“I was born with congenital hip dislocation, I went through several operations, and I could not walk until I was three years old. So, to entertain me, my mom posted stories on my bedroom walls. She always read them to me. I think it all started there. Besides, my mom was a philosopher and a poet, so I do not rule out a genetic explanation”

Paola Yannielli Kaufmann, Argentine writer and PhD in neurosciences, was born in the city of General Roca (Río Negro) on March 8th, 1969. She lived part of her childhood and adolescence in the town of Brinkmann, Córdoba, and in 1986 she moved to Buenos Aires to study Biology in the UBA (University of Buenos Aires). After graduating in 1993, she obtained her doctorate degree in neuroscience in the same university. During those times, she attended Abelardo Castillo’s Writing Workshop for four years. From 1999 to the end of 2001, she lived in Northampton (Massachusetts, USA) where she got a postdoctoral degree in Smith College and wrote her first novel, “The Sister”. During the period between 2002 and 2003 she resided in Albuquerque (New Mexico, USA). Paola used her maternal last name to sign her literary works and used her paternal last name to sign her scientific publications. Once back in Buenos Aires, she worked as a Science researcher at CONICET and at the University of Quilmes, and devoted to writing fiction. She died in September 2006.

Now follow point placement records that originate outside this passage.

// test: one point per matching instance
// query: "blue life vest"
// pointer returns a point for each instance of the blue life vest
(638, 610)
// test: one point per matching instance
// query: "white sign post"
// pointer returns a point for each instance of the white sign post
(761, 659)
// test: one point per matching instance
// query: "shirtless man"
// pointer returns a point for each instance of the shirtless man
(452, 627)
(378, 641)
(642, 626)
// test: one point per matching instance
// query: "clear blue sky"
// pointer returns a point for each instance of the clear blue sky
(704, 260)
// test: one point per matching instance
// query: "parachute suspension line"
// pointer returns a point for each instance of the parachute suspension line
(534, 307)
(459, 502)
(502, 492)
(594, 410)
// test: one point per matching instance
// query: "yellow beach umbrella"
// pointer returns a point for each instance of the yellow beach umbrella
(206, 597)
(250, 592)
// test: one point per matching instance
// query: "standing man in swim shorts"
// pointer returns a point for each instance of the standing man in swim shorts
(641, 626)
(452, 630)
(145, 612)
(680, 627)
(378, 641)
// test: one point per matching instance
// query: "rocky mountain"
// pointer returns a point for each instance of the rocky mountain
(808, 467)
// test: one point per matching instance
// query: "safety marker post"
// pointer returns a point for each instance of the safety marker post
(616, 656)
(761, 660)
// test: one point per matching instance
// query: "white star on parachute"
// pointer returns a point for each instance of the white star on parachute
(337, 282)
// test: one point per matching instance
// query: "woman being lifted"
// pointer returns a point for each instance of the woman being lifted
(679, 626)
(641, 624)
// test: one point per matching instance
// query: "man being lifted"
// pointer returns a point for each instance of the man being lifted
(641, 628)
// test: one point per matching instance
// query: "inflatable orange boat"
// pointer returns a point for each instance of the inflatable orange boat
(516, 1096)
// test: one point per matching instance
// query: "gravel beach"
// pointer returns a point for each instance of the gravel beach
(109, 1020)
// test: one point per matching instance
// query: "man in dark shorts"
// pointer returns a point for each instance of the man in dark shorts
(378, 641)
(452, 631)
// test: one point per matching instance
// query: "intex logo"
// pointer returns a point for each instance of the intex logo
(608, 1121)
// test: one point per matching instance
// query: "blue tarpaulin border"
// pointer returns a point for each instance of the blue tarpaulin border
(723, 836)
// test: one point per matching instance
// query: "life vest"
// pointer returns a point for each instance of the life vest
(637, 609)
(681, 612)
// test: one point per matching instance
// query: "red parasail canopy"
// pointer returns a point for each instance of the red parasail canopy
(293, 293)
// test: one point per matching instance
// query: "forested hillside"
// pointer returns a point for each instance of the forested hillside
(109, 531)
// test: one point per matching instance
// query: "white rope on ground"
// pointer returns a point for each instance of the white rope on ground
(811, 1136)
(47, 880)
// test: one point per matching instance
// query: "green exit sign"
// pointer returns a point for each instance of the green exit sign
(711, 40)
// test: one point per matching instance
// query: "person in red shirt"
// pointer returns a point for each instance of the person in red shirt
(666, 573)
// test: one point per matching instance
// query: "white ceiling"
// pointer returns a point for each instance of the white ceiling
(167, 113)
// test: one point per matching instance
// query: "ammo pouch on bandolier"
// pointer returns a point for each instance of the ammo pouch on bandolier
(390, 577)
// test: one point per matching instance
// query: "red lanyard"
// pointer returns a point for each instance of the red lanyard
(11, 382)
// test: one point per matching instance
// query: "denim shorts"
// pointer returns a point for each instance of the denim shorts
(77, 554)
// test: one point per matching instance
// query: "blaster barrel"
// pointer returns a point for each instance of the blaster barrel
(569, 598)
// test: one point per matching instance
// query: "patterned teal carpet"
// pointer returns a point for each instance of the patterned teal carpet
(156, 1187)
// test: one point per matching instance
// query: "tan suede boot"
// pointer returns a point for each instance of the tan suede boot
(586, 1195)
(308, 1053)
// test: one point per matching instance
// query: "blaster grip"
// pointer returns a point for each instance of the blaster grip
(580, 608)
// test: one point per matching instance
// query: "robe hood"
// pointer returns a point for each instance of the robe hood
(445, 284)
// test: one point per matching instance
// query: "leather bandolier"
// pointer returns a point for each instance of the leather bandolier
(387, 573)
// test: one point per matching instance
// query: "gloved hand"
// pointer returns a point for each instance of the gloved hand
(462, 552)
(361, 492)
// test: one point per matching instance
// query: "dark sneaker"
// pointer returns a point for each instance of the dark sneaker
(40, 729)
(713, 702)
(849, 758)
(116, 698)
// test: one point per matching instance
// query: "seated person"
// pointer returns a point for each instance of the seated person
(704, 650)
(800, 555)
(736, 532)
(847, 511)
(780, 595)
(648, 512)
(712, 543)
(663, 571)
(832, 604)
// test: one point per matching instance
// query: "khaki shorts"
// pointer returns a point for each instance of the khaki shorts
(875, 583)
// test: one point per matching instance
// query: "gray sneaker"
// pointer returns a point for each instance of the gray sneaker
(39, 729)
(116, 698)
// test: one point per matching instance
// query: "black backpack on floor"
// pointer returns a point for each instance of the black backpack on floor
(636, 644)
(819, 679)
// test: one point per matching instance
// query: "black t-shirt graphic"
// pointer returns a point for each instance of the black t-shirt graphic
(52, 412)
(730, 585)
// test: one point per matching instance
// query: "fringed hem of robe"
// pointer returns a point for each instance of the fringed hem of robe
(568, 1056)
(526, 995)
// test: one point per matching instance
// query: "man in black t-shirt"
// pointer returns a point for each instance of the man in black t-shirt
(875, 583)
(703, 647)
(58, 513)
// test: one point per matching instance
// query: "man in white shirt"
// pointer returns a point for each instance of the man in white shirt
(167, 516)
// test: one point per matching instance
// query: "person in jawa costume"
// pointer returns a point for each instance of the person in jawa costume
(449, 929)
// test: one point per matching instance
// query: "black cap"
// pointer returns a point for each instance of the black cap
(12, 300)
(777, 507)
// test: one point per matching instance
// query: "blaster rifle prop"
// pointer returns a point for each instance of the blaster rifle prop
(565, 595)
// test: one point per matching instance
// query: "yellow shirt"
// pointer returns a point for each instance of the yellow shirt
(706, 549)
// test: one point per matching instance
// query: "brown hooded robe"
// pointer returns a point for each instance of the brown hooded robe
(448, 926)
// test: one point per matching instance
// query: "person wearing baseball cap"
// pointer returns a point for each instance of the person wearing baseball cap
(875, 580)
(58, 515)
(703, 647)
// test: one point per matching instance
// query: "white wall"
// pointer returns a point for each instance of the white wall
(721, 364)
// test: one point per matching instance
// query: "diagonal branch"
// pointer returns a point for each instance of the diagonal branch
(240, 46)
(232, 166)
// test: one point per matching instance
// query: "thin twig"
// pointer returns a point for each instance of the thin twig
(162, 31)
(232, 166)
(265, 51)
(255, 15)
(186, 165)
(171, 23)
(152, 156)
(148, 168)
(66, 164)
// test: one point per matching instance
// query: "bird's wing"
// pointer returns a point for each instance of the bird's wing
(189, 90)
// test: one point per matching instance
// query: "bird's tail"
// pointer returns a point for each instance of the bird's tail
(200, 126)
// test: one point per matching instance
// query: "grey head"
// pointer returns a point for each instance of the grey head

  • In 1998, she received a mention in the ´National Fund of the Arts Award´ for her storybook “La noche descalza” (The Barefooted Night)
  • In 2002, she won the National Fund for the Arts Award for her short story book “El campo de golf del Diablo” (The Devil’s Golf Course)
  • In 2003, she won the prestigious ´Casa de las Américas Award´ for her novel “La hermana” (The Sister), about the life of the writer Emily Dickinson
  • In 2005, she received the ´Planeta Award for Best novel´ for her work “El lago” (The Lake)

  • In 2010, her family published a posthumous book of unpublished stories, “El Salto” (The Leap)

  • Several of her stories were included in shared publications.

“In me, Writing is using all (that) I am.”